Saturday, April 19, 2025
48.0°F

Obama prods GOP on border issues

by The Associated Press
| July 26, 2014 9:00 PM

WASHINGTON (AP) — With one week left before Congress’ August recess, President Barack Obama is prodding Republicans to help ease the influx of minors and migrant families from Central America, but with chances dimming that border legislation will reach his desk before the break, he also is focusing on other ways to stem the flow.

GOP leaders are working against time to find a consensus within their party to deal with more than 57,000 children and other migrants who have arrived since October, mostly from El Salvador, Honduras and Guatemala.

Obama’s demand for congressional action comes as GOP lawmakers are attempting to coalesce behind a narrow package of changes, including sending National Guard troops to the border, increasing the number of U.S. immigration judges and changing a law so that migrant youths arriving by the tens of thousands could be sent home more quickly. 

The package would cost less than $1 billion, several lawmakers said, far less than the $3.7 billion Obama requested to deal with the crisis.
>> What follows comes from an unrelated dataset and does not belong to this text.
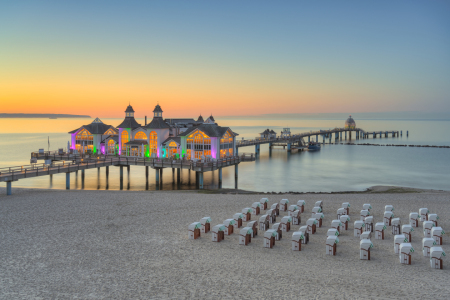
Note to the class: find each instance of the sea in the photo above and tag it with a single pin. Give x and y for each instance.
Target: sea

Obama, who met this past week with presidents from Guatemala, Honduras and El Salvador, said the U.S. has compassion for the migrant children, but those who do not have a proper claim to remain in the United States will be turned back. At the same time, the regional leaders said the president offered them assurances that the rights of those children would be observed. 

“It is my hope that Speaker Boehner and House Republicans will not leave town for the month of August for their vacations without doing something to help solve this problem,” Obama said Friday after meeting with Vice President Joe Biden and three presidents from Central America.